贈りもののマナー   
−贈りものをするときの心得は?       
●ギフトは愛をかたちにする効果的な媒体       
  贈りものは,相手に伝えたい自分の気持ちを品物に託して届けることで,意思伝達をより効果的にし,コミュニケーションを良くするためのものです。「おめでとう」「ありがとう」「お元気で」「よろしく」といった気持ちを言葉で伝えるだけではなく,金品でより鮮明に相手の心にアピールする役割を持っています。贈りものを受け取るとうれしく感じて心が弾むのは,ただ自分の持ちものが増えるからではなく,贈り主の心遣いが豊かな気分にさせてくれるからではないでしょうか。       

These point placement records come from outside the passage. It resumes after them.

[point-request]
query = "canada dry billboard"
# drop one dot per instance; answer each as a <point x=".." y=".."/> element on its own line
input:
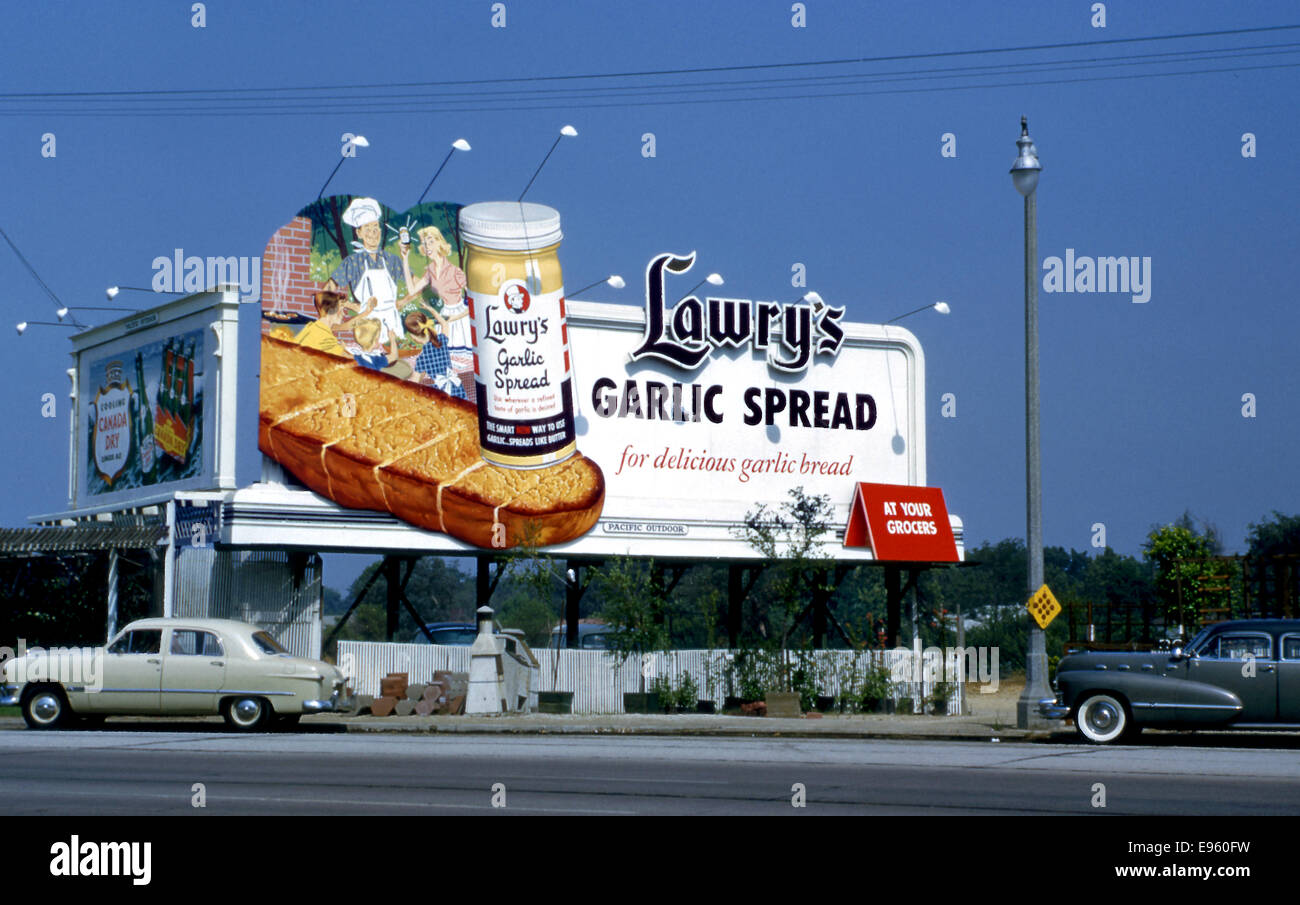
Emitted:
<point x="144" y="415"/>
<point x="428" y="364"/>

  そして,また,贈りものは "愛をかたちに"するいちばん確かな方法といえるでしょう。相手に持っている愛情や,思いやりもかたちにしなければ,伝わりません。その媒体となるのがギフトです。そうした相手を思う気持ちがあれば,決して虚礼ではなく,相手の喜ぶ顔が浮かんでくるような贈りものがごく自然に選べるはず。すべての贈りものは,愛が根底にあるということを銘記すべきでしょう。そうすることによって人の心と心を結ぶ糸となり,心を伝え合い,人間関係をスムーズにする手段ともなります。贈りものは,伝えたい心があるからこそ贈るのだということを忘れないようにしたいものです。

−贈りものにはどんな種類が?       
●TPOをわきまえて贈りものを使い分ける       
  贈りものは,パターンとして三つあります。一つは個人から個人へ贈るパーソナルギフト。これは結婚祝いや誕生祝いのように個人の心に訴えるものです。欧米ではこのパーソナルギフトが中心ですが,日本では歴史が浅いためか,まだ定着しているとは言えません。したがって品選びや贈り方にもぎこちなさが感じられます。しかし,最近は若い世代の間で個性豊かなギフト習慣が浸透し始め,今後は新しい文化の一つとなりそうです。

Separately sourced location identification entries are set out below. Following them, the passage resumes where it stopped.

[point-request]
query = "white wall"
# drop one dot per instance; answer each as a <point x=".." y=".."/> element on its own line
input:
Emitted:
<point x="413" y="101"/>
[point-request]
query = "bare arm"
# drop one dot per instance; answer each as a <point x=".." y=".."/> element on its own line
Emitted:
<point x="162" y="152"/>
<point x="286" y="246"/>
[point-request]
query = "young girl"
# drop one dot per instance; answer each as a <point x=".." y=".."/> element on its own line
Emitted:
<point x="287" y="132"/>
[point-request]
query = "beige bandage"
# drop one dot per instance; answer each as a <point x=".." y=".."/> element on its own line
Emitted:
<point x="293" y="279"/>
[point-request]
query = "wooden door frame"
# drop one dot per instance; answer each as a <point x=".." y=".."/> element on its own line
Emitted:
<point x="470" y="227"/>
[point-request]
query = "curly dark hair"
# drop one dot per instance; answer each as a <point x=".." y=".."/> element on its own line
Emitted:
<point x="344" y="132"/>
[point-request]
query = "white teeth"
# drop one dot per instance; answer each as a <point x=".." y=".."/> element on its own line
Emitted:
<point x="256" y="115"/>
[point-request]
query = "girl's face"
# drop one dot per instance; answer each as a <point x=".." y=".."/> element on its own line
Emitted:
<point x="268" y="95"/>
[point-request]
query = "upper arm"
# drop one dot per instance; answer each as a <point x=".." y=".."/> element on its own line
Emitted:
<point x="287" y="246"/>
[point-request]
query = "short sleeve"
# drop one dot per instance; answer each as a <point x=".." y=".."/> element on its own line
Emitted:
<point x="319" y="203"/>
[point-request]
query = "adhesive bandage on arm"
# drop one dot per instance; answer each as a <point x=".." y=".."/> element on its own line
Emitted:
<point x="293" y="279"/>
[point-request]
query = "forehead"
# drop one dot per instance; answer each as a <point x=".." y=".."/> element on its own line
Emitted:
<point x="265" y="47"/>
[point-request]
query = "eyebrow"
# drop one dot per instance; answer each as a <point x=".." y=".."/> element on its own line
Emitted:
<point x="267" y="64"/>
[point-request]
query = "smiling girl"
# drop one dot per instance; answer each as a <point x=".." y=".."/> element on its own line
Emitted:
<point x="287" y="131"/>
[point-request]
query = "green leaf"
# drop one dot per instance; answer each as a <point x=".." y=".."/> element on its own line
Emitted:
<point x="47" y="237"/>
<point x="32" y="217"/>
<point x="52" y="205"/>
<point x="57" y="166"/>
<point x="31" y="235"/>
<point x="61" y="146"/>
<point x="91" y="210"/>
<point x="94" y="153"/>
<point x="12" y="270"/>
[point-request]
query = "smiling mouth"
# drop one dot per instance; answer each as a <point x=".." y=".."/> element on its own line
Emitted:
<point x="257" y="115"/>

   二つ目はお中元・お歳暮など年中行事にちなんで行われるシーズナルギフト。家族や家庭単位で交わされるこのシーズナルギフトが現在の日本の贈りものの主流です。それだけに形式化,マンネリ化の傾向が強く,今後は,この傾向を改めていくことが必要と言えるでしょう。     

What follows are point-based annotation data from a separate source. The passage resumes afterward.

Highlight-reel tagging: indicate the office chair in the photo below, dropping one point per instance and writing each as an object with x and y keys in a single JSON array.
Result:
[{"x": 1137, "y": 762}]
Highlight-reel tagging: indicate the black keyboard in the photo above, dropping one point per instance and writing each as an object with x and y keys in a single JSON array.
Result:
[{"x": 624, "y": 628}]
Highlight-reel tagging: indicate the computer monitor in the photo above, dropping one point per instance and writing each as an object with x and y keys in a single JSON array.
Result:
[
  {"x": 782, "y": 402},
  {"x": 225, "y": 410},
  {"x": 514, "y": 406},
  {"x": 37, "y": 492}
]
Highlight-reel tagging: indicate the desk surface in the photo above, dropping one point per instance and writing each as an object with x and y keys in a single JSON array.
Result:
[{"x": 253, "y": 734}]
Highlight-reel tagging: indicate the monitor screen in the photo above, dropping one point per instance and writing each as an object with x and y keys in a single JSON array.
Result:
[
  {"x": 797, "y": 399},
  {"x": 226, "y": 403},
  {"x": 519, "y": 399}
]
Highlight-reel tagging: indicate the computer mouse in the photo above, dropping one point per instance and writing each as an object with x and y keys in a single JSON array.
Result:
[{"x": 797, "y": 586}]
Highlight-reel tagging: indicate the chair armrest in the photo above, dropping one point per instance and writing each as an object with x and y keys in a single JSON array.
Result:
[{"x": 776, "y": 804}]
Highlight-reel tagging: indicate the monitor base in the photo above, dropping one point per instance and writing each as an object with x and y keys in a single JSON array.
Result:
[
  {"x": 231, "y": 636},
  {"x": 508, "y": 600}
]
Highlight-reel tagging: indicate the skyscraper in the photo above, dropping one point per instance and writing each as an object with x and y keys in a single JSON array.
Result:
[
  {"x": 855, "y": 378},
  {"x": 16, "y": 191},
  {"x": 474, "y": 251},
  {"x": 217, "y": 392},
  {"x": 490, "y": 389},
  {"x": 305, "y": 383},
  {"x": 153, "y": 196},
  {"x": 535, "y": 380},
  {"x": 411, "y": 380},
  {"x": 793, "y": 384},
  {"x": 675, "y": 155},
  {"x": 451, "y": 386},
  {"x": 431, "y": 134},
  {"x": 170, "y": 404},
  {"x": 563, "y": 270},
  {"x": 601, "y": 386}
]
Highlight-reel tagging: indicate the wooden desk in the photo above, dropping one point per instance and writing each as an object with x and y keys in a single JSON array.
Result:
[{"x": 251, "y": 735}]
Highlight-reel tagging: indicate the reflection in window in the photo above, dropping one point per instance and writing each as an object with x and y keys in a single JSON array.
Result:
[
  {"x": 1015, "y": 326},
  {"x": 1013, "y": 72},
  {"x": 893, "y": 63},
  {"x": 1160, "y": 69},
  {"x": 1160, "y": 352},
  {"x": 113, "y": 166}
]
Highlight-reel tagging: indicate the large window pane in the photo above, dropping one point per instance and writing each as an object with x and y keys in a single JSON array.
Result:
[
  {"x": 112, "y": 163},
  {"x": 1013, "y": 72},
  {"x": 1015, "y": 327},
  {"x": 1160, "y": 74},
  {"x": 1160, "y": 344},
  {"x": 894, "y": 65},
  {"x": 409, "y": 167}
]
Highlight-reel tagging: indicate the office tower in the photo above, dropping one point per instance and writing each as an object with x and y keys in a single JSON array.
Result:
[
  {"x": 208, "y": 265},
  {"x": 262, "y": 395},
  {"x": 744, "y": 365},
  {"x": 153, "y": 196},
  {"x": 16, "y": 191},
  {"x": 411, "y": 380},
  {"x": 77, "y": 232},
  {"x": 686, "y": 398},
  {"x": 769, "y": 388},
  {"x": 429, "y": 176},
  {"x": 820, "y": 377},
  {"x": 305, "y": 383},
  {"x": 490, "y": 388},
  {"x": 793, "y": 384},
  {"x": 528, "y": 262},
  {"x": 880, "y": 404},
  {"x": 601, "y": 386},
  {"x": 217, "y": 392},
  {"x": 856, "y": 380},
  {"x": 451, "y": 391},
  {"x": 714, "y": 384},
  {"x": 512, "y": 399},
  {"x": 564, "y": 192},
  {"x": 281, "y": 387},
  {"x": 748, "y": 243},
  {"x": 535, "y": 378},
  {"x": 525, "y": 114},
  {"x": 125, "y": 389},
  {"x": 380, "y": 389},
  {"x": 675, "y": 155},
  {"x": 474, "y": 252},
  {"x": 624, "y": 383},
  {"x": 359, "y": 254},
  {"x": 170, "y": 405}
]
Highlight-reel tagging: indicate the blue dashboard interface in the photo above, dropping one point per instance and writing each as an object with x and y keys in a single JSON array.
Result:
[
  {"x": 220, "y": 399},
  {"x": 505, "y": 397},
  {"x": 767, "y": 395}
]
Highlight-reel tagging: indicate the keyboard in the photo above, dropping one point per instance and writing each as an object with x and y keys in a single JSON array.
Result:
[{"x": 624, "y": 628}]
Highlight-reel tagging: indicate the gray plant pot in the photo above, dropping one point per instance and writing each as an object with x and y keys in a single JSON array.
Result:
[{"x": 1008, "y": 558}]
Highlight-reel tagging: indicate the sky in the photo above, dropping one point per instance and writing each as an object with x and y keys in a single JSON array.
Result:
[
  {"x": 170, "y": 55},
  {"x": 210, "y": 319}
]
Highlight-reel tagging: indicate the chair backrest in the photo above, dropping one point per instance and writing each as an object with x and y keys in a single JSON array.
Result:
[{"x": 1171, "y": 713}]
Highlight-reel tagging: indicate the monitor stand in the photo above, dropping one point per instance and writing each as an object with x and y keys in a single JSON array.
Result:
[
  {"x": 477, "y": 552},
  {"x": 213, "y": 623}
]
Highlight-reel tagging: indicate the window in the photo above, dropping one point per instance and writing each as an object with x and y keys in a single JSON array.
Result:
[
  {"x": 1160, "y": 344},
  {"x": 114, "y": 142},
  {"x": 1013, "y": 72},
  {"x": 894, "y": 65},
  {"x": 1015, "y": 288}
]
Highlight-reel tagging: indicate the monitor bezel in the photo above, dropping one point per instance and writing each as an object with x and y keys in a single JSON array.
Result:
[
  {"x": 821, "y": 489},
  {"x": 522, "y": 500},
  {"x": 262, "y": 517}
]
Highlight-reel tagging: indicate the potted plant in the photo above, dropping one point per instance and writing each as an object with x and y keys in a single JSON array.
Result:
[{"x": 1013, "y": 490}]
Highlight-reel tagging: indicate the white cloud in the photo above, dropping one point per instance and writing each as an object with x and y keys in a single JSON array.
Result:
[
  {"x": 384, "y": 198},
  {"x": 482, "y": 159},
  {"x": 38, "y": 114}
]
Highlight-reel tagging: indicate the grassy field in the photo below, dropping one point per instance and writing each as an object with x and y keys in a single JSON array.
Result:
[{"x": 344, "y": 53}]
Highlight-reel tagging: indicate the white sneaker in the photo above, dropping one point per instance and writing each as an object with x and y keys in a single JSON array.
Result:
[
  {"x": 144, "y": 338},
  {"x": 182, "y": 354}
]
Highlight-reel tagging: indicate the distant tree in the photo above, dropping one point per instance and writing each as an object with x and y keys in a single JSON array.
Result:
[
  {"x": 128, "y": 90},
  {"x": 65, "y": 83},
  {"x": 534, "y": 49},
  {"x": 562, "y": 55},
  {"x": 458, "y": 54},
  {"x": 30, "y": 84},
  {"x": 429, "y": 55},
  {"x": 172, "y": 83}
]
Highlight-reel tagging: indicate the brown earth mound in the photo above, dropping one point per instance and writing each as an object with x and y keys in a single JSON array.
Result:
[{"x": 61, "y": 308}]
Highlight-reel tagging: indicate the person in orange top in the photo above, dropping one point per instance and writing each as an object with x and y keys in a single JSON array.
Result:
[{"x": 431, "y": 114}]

  三つ目は企業などが顧客に配る粗品や景品などのソーシャルギフト。企業PRや賞品など不特定多数を対象にする反面,贈る側の目的が明確なのが特徴です。
  いずれにしろギフトには,いつ,何のために,誰に,どんな形で贈るのか,といったTPOがあります。こういったTPOを考慮したうえで,品選びや贈り方のスタイルを使い分けることが大切でしょう。

−品選びのポイントは?       
●品物の持つ特徴と届ける心をマッチさせる       
   上手な贈りものをするには,伝えたい心にふさわしい贈り方や時期を心得ることです。そのためには,祝う心,悔やむ心,感謝や激励,慰めなどの伝えたい心に適した贈りものを選ぶセンスが必要でしょう。受け手が贈り主の個性や気持ちを感じとれるような品物を選ぶことができれば,その贈りものはほぼ目的を果たしたことになるはず。品物自体が持つ特徴を見極め,先方との間柄にふさわしい品を贈る心遣いを大切にしましょう。       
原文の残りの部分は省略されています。